Generating Compilers for Qubit Mapping and Routing

Quantum computers promise to solve important problems faster than classical computers, potentially unlocking breakthroughs in materials science, chemistry, and beyond. Optimizing compilers are key to realizing this potential, as they minimize expensive resource usage and limit error rates. A critical compilation step is qubit mapping and routing (QMR), which finds mappings from circuit qubits to qubits on a target device and plans instruction execution while satisfying the device's connectivity constraints. The challenge is that the landscape of quantum architectures is incredibly diverse and fast-evolving. Given this diversity, hundreds of papers have addressed the QMR problem for different qubit hardware, connectivity constraints, and quantum error correction schemes.
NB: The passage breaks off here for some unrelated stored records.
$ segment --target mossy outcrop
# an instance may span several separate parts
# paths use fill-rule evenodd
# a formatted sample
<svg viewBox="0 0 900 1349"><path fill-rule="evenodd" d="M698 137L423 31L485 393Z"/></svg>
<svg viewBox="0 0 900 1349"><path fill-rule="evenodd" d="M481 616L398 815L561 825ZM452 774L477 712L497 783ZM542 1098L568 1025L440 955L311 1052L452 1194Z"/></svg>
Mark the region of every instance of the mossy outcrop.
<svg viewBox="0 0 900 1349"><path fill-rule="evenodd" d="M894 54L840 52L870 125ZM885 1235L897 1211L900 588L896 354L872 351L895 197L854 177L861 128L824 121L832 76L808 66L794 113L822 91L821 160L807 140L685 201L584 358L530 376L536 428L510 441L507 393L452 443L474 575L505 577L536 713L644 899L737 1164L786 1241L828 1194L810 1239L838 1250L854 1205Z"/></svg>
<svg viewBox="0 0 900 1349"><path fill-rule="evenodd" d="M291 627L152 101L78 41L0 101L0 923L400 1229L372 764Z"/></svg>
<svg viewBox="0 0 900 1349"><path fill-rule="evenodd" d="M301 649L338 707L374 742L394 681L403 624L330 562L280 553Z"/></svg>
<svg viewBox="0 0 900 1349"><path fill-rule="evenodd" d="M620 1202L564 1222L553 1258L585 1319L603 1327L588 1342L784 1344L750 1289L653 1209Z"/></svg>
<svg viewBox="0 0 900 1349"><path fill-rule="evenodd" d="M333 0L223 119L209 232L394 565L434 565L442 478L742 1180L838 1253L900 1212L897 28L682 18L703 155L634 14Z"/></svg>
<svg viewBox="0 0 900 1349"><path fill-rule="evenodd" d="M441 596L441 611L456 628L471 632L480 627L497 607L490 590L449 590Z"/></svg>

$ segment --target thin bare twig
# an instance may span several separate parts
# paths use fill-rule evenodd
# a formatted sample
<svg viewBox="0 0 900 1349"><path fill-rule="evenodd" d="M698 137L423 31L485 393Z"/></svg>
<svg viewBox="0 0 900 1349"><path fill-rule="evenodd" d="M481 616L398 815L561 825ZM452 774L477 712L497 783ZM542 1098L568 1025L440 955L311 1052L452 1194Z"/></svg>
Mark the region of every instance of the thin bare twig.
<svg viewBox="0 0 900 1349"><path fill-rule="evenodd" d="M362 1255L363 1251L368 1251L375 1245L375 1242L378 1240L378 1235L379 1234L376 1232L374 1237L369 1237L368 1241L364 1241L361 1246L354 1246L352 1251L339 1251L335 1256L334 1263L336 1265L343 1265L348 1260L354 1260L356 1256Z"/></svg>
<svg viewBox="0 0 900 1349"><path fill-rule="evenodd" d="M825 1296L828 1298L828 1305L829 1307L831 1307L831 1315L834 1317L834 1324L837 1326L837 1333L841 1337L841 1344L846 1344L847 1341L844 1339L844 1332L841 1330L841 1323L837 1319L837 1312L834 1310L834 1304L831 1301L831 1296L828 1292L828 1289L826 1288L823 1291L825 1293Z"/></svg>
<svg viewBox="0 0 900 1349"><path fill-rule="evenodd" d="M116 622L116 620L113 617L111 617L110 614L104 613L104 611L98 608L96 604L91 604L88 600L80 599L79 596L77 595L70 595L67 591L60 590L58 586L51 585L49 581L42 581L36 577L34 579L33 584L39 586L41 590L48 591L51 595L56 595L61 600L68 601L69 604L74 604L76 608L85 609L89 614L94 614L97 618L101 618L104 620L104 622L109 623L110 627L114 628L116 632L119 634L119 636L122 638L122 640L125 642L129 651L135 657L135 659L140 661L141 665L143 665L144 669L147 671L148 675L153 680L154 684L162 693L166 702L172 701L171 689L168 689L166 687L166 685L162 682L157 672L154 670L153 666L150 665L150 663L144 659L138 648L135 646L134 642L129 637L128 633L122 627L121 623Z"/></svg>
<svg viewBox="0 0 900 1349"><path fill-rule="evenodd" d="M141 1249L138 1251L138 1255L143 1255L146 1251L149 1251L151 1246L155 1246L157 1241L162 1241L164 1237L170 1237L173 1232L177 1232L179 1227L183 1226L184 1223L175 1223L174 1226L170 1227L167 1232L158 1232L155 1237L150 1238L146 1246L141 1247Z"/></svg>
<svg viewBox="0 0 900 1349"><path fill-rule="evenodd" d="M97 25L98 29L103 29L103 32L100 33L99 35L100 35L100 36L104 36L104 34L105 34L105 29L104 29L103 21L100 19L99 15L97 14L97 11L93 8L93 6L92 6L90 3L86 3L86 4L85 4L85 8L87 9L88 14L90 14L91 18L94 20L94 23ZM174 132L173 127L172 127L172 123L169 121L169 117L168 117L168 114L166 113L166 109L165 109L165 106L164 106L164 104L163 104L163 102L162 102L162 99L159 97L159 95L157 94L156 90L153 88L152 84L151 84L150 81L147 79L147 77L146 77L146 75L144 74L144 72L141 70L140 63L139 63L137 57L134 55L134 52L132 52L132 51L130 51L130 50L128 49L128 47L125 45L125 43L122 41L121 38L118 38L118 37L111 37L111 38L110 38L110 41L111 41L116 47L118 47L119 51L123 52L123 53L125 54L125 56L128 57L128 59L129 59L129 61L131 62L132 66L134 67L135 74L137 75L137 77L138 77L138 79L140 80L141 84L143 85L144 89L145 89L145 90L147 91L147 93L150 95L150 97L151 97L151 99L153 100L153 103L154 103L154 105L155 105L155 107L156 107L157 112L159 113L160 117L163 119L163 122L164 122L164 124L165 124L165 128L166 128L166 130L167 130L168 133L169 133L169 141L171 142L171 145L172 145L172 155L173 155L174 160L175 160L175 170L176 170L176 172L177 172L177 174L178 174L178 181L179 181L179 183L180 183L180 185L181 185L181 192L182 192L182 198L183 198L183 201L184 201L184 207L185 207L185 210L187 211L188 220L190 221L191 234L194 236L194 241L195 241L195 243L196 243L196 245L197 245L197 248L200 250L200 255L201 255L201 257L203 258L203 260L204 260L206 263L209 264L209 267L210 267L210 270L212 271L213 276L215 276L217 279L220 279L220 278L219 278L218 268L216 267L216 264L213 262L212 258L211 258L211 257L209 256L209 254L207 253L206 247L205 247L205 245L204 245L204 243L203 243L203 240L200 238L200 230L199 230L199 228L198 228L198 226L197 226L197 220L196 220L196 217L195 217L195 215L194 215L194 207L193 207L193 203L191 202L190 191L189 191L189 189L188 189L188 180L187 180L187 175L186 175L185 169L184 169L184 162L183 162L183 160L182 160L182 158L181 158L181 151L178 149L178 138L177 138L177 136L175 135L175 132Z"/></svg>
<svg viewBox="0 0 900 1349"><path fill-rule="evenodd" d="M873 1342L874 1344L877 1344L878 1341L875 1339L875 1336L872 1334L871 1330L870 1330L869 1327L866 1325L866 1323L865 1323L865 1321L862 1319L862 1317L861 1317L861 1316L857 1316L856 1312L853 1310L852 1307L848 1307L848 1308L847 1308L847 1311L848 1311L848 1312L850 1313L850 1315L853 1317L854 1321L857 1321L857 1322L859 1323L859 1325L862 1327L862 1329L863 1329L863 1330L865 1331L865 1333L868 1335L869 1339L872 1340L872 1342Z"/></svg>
We present an approach for automatically generating qubit mapping and routing compilers for arbitrary quantum architectures. Though each QMR problem is different, we identify a common core structure-device state machine-that we use to formulate an abstract QMR problem. Our formulation naturally leads to a domain-specific language, Marol, for specifying QMR problems-for example, the well-studied NISQ mapping and routing problem requires only 12 lines of Marol. We demonstrate that QMR problems, defined in Marol, can be solved with a powerful parametric solver that can be instantiated for any Marol program. We evaluate our approach through case studies of important QMR problems from prior and recent work, covering noisy and fault-tolerant quantum architectures on all major hardware platforms. Our thorough evaluation shows that generated compilers are competitive with handwritten, specialized compilers in terms of runtime and solution quality. We envision that our approach will simplify development of future quantum compilers as new quantum architectures continue to emerge.